Pelouse brûlée : cette astuce zéro euro aide le gazon à repartir et offre un refuge vital aux hérissons pendant la canicule

Pelouse grillée, sol dur comme du béton, petites touffes vertes qui résistent au milieu d’un tapis jaune… La scène est familière dès que la canicule s’installe. Beaucoup de jardiniers pensent alors qu’il n’y a plus rien à faire, hormis tout arroser, ce qui n’est ni autorisé partout, ni très efficace. Pourtant, une astuce zéro euro permet de redonner un peu de vie à ce décor brûlé.

Au Muséum national d’Histoire naturelle et à la LPO, les spécialistes rappellent qu’un sol qui se dessèche perd une grande partie de sa vie en surface. Vers, insectes et larves se cachent en profondeur, laissant le hérisson d’Europe affamé dans les jardins. La question devient alors très concrète : comment recréer, sans frais et sans gaspiller d’eau, une petite oasis utile à la pelouse et à ce mammifère protégé ? La réponse tient sur un mètre carré.

Pelouse brûlée, sol désert : quand le hérisson ne trouve plus rien

Une pelouse brûlée n’est pas forcément morte. Les graminées entrent souvent en dormance estivale, comme l’expliquent de nombreux guides jardin : la partie aérienne jaunit, mais les racines restent vivantes en profondeur, prêtes à reverdir avec les pluies. En surface en revanche, la terre se compacte, se réchauffe fortement et la pédofaune (vers de terre, cloportes, coléoptères…) disparaît provisoirement du tableau.

Pour le hérisson d’Europe (Erinaceus europaeus), cette disparition temporaire ressemble à une fermeture de restaurant. Selon l’encyclopédie Larousse, un hérisson adulte peut consommer autour de 70 grammes de proies par nuit lorsque la nourriture abonde. Sur un gazon grillé, il doit parcourir beaucoup plus de terrain pour trouver quelques insectes et une flaque d’eau. D’où l’intérêt de concentrer l’humidité et la nourriture naturelle sur un petit secteur bien choisi.

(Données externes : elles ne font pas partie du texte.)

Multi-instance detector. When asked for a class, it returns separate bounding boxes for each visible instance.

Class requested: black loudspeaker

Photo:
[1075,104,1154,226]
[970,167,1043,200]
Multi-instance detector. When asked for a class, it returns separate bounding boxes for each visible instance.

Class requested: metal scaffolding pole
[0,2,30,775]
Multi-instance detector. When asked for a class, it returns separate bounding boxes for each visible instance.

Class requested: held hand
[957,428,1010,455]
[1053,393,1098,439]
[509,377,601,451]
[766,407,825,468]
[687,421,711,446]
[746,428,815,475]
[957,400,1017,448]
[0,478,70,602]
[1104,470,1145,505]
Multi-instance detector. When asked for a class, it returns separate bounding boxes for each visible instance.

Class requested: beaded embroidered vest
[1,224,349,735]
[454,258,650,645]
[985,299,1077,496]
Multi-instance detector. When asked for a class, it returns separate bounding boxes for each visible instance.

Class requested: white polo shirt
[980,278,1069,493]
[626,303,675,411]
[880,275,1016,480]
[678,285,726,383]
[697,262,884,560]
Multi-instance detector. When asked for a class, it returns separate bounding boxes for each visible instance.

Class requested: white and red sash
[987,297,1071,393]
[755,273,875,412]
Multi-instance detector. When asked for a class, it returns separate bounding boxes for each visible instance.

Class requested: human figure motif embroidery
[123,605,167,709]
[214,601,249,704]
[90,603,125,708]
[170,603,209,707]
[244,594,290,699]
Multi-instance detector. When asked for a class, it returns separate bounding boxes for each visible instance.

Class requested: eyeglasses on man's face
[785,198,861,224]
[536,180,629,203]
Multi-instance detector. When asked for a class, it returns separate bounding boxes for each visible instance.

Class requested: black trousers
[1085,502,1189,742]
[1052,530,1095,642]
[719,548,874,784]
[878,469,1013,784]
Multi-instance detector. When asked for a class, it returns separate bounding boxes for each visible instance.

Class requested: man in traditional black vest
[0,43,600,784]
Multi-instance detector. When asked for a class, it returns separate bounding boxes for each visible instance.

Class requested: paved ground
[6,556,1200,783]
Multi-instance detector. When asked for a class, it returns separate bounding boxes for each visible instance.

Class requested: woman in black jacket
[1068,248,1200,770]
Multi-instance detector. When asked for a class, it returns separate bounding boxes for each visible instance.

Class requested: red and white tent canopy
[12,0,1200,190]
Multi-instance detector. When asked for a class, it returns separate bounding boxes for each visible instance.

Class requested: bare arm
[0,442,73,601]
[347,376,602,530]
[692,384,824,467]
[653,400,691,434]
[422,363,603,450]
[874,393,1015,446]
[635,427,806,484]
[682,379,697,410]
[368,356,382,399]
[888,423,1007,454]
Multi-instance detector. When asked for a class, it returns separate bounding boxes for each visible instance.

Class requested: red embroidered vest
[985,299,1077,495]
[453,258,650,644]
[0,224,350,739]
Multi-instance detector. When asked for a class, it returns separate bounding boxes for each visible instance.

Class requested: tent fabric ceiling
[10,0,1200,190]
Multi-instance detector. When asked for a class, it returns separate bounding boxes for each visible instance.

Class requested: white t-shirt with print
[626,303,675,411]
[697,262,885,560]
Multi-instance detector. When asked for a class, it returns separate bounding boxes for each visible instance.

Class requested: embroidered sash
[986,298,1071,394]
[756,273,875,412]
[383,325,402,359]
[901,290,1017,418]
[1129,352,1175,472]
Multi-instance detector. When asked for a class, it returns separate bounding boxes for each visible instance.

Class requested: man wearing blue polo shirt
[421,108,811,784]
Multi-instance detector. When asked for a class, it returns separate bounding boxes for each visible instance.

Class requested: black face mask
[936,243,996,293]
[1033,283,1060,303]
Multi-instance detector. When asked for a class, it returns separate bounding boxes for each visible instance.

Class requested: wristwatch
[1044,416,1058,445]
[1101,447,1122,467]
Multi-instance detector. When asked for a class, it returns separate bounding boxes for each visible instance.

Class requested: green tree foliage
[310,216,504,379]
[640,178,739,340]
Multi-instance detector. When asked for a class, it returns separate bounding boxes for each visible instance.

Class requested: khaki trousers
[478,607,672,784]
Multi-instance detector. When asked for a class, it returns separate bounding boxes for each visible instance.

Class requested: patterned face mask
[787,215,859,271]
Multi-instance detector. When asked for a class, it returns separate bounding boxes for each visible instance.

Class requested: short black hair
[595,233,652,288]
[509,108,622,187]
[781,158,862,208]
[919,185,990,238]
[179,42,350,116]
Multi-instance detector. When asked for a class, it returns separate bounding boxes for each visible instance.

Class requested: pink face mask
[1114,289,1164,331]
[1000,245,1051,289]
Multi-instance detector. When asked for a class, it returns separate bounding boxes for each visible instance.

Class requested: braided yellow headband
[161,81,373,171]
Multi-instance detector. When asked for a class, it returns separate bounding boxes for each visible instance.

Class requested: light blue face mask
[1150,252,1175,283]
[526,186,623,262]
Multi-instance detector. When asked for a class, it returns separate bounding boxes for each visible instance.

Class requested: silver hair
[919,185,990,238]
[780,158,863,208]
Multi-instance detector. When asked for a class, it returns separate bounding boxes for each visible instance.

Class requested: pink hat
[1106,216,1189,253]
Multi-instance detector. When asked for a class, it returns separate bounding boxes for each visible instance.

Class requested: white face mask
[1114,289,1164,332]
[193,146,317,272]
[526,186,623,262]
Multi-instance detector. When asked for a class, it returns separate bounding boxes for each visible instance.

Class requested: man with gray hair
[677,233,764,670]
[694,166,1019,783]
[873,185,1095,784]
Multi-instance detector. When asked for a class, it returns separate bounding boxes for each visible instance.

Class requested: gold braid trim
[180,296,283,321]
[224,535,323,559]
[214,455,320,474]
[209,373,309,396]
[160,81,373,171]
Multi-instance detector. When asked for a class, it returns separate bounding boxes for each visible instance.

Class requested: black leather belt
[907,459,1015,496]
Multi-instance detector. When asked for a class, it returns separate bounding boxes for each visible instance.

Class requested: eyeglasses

Le refuge 1 m² : une micro-zone humide gratuite dans la pelouse

L’idée est simple : au lieu d’arroser tout le jardin, on crée une micro-zone humide d’environ 1 m², installée là où elle sera la plus utile. Choisissez un coin déjà un peu abrité, au pied d’une haie, derrière un massif ou près d’un tas de bois, qui reste à l’ombre la majeure partie de la journée. Cette mini-oasis jouera à la fois le rôle de garde-manger et de point frais.

  • Griffer légèrement la croûte de terre sur quelques centimètres pour l’ouvrir.
  • Arroser lentement, de préférence avec de l’eau de récupération, jusqu’à bien humidifier le sol.
  • Recouvrir aussitôt de quelques centimètres de paillage.
  • Laisser le tout tranquille, sans piétiner ni retourner la terre.

Pour le paillage, nul besoin d’acheter quoi que ce soit. L’Agence de la transition écologique rappelle que feuilles mortes, tonte sèche ou broyat de branches constituent un excellent paillis, entièrement gratuit et produit sur place. Cette couverture limite l’évaporation, maintient la fraîcheur et offre un abri à toute une petite faune. Peu à peu, les invertébrés remontent profiter de cette zone plus humide : c’est exactement ce qu’attend le hérisson en chasse nocturne.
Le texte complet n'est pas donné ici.